News of the deal was met with international support. OAS Secretary-General José Miguel Insulza expressed “great satisfaction” and congratulated Shannon and Costa Rican President Óscar Arias, whose San Jose Accord served as a framework. France praised the deal and offered to send electoral observers. Brazil released a statement saying it “trusts that the agreement reached yesterday will allow the full reintegration of Honduras into the inter-American and international systems and the prompt normalization of the situation of its Embassy in Tegucigalpa.” Zelaya has been holed up in the Brazilian Embassy since he snuck back into Honduras in September.

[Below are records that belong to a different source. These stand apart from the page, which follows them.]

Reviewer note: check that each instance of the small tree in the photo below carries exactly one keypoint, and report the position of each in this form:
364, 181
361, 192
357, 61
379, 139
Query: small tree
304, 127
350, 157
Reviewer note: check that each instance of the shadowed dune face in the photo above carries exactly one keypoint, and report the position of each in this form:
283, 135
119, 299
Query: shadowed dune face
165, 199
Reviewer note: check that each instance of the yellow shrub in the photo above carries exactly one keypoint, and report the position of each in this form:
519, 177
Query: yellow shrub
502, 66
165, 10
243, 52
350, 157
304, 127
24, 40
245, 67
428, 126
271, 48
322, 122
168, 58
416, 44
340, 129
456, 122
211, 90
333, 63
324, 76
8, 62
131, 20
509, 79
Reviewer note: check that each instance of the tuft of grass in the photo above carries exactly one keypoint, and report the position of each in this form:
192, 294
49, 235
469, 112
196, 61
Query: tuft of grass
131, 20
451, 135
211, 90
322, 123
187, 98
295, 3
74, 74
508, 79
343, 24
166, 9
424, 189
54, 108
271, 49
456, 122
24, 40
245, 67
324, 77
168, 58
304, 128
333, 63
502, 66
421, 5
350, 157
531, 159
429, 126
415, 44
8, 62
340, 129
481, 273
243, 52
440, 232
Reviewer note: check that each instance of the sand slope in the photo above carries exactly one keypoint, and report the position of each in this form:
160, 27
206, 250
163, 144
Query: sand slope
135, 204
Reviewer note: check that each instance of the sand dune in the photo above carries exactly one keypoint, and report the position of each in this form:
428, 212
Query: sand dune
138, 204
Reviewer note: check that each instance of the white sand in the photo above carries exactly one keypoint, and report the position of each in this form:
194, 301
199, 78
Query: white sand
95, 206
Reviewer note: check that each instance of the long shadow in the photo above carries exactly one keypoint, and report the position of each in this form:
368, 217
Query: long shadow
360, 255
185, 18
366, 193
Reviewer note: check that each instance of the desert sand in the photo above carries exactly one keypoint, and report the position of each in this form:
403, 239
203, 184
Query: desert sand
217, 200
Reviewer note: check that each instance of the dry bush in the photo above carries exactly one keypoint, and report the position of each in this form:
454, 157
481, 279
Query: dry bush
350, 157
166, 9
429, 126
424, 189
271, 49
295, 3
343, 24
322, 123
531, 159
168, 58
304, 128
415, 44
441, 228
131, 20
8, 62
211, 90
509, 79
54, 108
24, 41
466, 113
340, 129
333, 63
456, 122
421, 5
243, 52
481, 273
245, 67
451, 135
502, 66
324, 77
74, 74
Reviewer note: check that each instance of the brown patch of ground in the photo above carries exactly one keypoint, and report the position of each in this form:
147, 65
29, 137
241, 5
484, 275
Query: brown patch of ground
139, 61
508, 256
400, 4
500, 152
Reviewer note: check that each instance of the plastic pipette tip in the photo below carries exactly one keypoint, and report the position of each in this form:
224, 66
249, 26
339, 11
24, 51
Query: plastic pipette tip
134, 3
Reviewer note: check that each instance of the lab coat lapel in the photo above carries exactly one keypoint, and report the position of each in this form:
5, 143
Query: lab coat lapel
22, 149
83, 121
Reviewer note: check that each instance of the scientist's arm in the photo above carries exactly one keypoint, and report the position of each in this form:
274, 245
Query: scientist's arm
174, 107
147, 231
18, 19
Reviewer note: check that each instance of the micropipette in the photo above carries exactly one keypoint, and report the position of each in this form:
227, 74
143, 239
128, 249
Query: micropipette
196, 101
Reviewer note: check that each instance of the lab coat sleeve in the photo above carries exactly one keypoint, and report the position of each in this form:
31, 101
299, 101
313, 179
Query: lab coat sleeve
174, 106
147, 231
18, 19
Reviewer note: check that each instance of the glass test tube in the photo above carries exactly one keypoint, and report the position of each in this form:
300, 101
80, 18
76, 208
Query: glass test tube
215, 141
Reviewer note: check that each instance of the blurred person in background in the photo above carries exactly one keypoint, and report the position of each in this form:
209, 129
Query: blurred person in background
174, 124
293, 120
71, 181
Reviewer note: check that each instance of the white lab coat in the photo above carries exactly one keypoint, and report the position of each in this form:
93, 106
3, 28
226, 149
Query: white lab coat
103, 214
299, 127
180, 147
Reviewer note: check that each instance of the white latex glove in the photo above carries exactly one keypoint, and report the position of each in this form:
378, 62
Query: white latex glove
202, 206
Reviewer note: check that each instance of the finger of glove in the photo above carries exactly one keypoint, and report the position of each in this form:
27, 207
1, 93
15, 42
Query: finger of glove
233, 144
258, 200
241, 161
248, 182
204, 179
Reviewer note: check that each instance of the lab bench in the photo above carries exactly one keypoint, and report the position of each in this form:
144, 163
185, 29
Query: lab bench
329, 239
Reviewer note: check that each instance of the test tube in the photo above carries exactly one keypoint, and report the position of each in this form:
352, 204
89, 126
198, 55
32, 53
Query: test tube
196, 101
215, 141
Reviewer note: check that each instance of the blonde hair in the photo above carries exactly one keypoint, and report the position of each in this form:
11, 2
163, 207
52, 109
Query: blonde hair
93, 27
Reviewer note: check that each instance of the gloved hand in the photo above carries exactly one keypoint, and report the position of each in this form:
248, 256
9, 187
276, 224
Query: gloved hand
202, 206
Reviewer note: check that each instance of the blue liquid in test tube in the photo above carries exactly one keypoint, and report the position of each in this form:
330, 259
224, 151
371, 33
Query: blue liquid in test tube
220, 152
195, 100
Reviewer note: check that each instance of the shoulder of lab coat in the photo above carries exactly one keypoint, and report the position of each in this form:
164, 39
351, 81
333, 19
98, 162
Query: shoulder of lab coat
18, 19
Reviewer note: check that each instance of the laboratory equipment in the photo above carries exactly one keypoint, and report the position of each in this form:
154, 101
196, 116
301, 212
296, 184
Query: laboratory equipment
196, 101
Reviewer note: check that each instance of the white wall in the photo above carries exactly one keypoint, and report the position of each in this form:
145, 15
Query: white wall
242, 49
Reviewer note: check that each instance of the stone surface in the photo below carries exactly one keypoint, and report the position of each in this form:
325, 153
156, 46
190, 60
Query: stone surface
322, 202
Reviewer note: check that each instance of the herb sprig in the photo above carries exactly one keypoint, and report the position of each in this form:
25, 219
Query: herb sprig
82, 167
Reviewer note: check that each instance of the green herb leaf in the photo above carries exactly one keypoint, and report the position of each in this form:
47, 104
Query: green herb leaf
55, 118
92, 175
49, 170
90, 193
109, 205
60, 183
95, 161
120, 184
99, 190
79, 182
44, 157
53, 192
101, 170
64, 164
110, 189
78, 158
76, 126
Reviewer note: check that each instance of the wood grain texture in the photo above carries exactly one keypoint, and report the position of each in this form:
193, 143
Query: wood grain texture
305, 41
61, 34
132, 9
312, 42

The deal is seen as a win for Washington. “For as often as we've been criticized for our activities in Latin America, this shows that we remain the indispensable nation,” COA’s Eric Farnsworth told Reuters. He also suggested the coast is not yet clear. “My prediction would be there will be people who will keep trying to complicate the election on November 29.”

Writing for Foreign Policy's The Argument, AS/COA's Christopher Sabatini and AQ blogger Daniel Altschuler warn against U.S. conservatives who attempt to depict Zelaya's overthrow as anything but a coup. "If adopted by policymakers, their views would risk throwing Latin America back to the dark days of military governments and sham elections of the 1970s and 1980s," they write, heralding Thursday's accord as a way to move forward.

In the race to be Honduras’ next president, frontrunner Porfirio Lobo Sosa of the National Party outpaces  Liberal Party’s Elvin Santos by 16 points in a CID-Gallup poll.